In immer mehr Flugzeugen kann man über den Wolken E-Mails schreiben, einen Film streamen oder auch die Facebook-Timeline checken. Die meisten Passagiere fragen sich allerdings, wie kommt das Internetsignal überhaupt in die Kabine und wieder heraus?!

Die verschiedenen Fluggesellschaften bieten für das Surfen verschiedene Pakete an, wie beispielsweise Lufthansa mit FlyNet oder Air Berlin mit airberlin connect. Die Unterschiede liegen bei der Nutzungsdauer oder der Geschwindigkeit. Natürlich orientieren sich die Kosten anhand der Leistung.

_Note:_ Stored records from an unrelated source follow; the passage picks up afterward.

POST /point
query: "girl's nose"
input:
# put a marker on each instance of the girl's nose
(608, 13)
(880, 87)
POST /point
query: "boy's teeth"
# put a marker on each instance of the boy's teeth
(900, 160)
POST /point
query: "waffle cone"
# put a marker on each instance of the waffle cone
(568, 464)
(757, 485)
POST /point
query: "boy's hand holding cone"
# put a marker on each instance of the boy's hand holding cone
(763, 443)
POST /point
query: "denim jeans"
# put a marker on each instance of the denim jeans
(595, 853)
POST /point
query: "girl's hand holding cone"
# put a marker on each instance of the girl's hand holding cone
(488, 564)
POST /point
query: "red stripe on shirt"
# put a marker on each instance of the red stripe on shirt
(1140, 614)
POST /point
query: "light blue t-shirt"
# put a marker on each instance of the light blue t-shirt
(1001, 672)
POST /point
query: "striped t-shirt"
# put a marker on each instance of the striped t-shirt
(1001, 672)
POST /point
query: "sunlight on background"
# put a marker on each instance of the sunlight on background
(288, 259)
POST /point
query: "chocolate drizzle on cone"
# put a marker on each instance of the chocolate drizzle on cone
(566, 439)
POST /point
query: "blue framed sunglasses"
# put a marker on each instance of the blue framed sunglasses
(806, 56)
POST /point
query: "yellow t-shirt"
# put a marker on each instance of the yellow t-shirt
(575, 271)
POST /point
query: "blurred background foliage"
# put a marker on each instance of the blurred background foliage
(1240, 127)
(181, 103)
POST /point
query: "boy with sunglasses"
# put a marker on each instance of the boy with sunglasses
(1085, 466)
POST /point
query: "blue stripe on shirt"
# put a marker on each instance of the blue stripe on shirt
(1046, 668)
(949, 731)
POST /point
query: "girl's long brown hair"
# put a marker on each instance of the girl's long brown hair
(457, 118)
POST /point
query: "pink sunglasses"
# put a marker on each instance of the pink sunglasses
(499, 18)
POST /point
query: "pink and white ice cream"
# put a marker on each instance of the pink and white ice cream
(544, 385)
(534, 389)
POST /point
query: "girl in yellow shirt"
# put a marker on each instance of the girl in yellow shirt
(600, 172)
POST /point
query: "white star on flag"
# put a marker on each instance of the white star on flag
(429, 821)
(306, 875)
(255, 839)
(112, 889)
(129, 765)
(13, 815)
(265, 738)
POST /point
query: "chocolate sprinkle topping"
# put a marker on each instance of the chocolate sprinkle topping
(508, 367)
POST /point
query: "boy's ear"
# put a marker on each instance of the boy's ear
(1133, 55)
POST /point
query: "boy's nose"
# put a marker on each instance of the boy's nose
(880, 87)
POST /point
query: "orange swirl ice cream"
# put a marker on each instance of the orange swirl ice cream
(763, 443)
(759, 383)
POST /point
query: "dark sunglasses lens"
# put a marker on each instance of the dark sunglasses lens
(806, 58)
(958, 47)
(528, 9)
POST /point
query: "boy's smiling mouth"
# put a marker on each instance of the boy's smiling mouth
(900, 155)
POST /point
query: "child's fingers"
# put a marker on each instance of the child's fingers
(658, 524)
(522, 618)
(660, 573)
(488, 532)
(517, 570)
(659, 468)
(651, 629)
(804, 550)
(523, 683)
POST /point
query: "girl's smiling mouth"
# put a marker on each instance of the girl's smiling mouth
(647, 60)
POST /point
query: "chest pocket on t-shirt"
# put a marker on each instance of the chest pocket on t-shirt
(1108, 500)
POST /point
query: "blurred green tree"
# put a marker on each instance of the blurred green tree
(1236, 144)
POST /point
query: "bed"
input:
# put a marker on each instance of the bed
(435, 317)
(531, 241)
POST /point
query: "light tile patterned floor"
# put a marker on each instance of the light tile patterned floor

In der Regel werden dafür geostationäre Satelliten genutzt, erklärt Stefan Barck von Lufthansa Technik. Signale werden von den Satelliten mit verschiedenen Bodenstationen auf der Erde ausgetauscht. Eine Antenne – welche am Rumpf des Flugzeugs angebracht ist – verbindet sich mit dem naheliegendsten Satelliten. Die Signale gelangen dann über diese Antenne an Bord des Flugzeugs. Im ersten Schritt gelangen sie an einen Server, welcher das Signal an kabellose Zugangspunkte (Wireless Access Points) weiterleitet. Durch diesen Prozess werden die Fluggäste mit dem Internet verbunden.

Je nach Verbindung können Passagiere bereits beim Start und im Anschluss auch noch bei der Landung über das WLAN an Bord surfen.

Die stabilste Verbindung zwischen Flugzeug und Satelliten werde bei wolkenfreiem Himmel oder über der Wolkendecke erreicht, sagt Barck. “Dann gibt es keine Störungselemente wie Wasserpartikel, die die Signalverbindung beeinträchtigen.”